The Slave Trade Thrives:
The traffic in women and
children grows
as they become casualties of the global economy
San Francisco Chronicle Editorial
Tuesday, 17 April 2001
The traffic in human cargo goes on everyday, but rarely does the entire
world focus on its victims.
Somewhere off the coast of western equatorial Africa is a ship suspected
of carrying 180 children into slavery. Most recently, officials spotted
the aging trawler off the coast of Equatorial Guinea. Authorities in
West Africa hope they will find the ship before the traffickers --
fearful of arrest -- try to remove evidence by throwing the children
overboard.
Despite international attempts to stop the traffic in people, child
slavery persists in West and Central Africa -- as well as in other parts
of the world.
Typically, traffickers prey upon desperately poor parents. They offer
families $20, along with bogus promises to educate the children or
provide them with jobs abroad. Boys are sold as laborers on
cocoa-producing plantations in Gabon and the Ivory Coast where they work
up to 12 hours a day. Even more girls are sold, often as prostitutes or
to families as domestic servants.
Make no mistake; this is real slavery. According to Pino Arlacchi,
director general of the U.N. Office of Drug Control and Crime
Prevention, some 200 million people may now be in the hands of
traffickers worldwide.
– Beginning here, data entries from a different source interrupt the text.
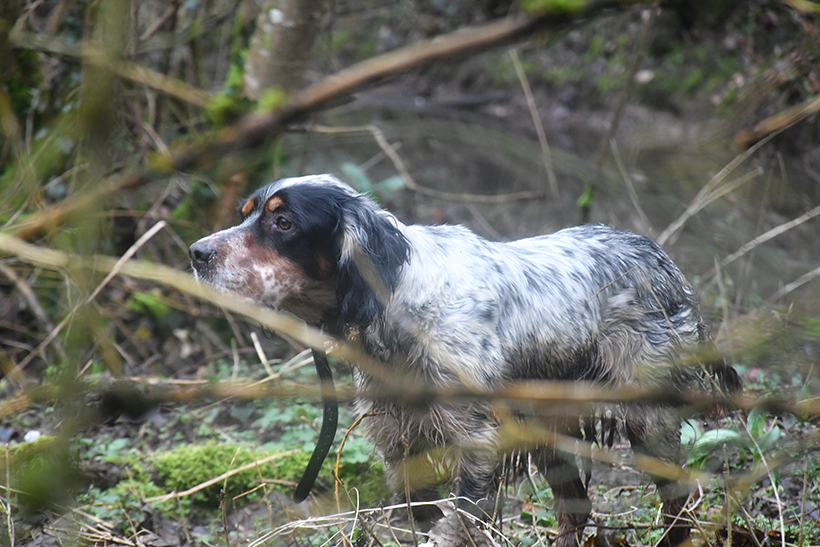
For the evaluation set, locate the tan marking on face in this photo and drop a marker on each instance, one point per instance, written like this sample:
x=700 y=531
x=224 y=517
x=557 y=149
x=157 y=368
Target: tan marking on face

Nor is human slavery confined to faraway
regions. The Bay recently witnessed an alleged case of sexual slavery
when Lakireddi Bali Reddy and his sons were charged with smuggling young
women from India into Berkeley, California.
Human slavery pops up everywhere. A year ago, a CIA report verified
that every year as many as 50,000 women and children from Latin America,
Eastern Europe and Asia enter the United States under false pretenses.
Every month brings news of a young girl who is rescued from sexual or
domestic slavery in a London, Paris, or New York suburb. Within the
last decade, more than 30 million women and children have been sold
within Southeast Asia for sweatshop labor or sexual purposes. Young
women from Russia and Eastern Europe are lured by promises of marriage
or a job in a Western city.
Although the new human slavery evokes universal condemnation, the tangle
of international and domestic laws and overlapping jurisdictions makes
it almost impossible to prosecute slave-runners, even when they are
identified.
That slavery persists into the 21st century is an
international disgrace. Now that we have a global economy, we need
global coordination to end what the United Nations has called "the
biggest human rights violation in the world."